TODO: Improve me. For example, we have to describe relations of nested farms, ex. children.

Farms correspond with fluent-plugin-droonga instances. A fluentd process may have multiple farms if more than one match entry with type droonga appear in the “fluentd.conf”. Each farm has its own job queue. Each farm can attach to a data partition which is a part of a dataset.

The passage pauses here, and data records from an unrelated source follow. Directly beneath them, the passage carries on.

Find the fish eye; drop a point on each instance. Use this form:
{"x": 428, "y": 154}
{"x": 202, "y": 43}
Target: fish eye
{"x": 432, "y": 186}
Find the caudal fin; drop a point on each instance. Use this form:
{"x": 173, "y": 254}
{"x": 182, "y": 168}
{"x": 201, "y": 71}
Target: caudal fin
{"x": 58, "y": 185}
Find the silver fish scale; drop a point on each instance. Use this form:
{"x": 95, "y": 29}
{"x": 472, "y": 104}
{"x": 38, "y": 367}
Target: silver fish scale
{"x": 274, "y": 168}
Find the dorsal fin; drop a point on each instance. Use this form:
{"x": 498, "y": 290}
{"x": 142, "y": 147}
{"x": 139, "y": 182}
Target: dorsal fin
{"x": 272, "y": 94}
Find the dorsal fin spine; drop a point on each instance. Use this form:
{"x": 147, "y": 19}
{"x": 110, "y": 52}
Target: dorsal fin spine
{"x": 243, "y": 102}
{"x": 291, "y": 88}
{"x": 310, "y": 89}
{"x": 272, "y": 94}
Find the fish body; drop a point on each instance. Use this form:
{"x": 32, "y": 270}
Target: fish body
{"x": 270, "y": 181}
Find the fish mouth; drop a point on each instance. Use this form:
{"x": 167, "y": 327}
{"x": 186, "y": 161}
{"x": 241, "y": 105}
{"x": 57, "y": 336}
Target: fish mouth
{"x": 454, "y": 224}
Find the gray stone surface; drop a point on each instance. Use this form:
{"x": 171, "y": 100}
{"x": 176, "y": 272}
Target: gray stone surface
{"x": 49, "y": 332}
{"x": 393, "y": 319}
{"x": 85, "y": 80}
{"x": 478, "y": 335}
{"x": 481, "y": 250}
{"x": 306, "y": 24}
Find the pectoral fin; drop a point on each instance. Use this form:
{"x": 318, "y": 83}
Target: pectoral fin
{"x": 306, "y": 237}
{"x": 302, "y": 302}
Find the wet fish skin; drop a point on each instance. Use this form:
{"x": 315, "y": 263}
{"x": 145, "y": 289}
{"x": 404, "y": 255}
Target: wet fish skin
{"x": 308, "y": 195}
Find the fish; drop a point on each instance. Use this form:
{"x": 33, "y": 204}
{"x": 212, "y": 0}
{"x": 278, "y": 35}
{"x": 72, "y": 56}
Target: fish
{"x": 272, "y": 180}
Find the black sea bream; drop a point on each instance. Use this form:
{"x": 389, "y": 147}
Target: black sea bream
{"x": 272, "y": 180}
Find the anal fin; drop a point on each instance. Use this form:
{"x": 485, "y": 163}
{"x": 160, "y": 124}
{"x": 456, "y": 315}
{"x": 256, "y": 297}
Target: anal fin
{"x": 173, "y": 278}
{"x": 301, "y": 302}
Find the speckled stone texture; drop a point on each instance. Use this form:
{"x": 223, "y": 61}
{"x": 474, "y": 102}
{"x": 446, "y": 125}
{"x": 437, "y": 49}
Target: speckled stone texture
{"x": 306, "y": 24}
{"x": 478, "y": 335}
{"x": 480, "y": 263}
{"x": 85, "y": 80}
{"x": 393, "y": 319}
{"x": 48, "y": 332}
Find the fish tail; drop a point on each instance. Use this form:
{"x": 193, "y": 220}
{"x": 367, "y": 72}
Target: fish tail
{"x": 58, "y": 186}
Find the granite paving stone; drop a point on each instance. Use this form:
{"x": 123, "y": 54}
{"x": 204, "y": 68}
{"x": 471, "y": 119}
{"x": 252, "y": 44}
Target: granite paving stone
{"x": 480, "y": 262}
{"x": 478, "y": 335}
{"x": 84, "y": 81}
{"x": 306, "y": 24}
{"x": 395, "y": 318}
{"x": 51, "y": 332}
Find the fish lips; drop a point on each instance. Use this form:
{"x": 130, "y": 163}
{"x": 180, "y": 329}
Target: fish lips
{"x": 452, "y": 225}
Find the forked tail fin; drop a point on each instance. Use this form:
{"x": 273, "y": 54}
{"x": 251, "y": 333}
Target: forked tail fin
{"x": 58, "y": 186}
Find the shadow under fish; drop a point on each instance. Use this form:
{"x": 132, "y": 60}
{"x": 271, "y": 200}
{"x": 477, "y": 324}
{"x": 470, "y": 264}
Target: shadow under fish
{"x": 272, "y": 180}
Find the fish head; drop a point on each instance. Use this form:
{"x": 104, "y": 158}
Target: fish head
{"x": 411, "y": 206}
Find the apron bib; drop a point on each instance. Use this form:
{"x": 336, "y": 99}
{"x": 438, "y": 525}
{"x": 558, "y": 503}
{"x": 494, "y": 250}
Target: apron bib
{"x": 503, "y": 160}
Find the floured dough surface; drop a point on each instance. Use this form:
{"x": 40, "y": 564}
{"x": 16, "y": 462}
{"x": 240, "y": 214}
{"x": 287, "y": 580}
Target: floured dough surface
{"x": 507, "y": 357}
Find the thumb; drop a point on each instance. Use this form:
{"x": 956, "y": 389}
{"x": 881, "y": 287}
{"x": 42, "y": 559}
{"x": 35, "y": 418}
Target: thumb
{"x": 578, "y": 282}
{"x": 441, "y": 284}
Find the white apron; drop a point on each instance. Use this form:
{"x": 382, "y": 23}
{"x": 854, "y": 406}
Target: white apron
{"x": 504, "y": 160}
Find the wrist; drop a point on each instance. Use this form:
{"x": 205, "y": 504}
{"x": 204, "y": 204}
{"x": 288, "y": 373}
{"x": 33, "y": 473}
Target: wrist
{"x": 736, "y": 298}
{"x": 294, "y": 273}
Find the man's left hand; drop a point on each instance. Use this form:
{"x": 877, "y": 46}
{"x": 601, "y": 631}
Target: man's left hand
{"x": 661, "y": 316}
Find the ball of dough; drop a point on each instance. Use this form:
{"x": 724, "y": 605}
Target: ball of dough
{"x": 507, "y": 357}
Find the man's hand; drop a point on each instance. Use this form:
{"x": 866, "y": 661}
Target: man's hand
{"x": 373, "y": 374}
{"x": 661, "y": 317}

This is a required parameter.

Example:

{
  "farms": {
    "localhost:23003/farm0": {
      "device": "/disk0",
      "capacity": 1024
    },
    "localhost:23003/farm1": {
      "device": "/disk1",
      "capacity": 1024
    }
  }
}

datasets

A dataset is a set of tables which comprise a single logical table virtually. Each dataset must have a unique name in the network.

ring

ring is a series of partitions which comprise a dataset. replica_count, number_of_partitons and time-slice factors affect the number of partitions in a ring.

workers

workers is an integer number which specifies the number of worker processes to deal with the dataset. If 0 is specified, no worker is forked and all operations are done in the master process.

number_of_partitions

number_of_partition is an integer number which represents the number of partitions divided by the hash function. The hash function which determines where each record resides the partition in a dataset is compatible with memcached.

date_range

date_range determines when to split the dataset. If a string “infinity” is assigned, dataset is never split by time factor.

number_of_replicas

number_of_replicas represents the number of replicas of dataset maintained in the network.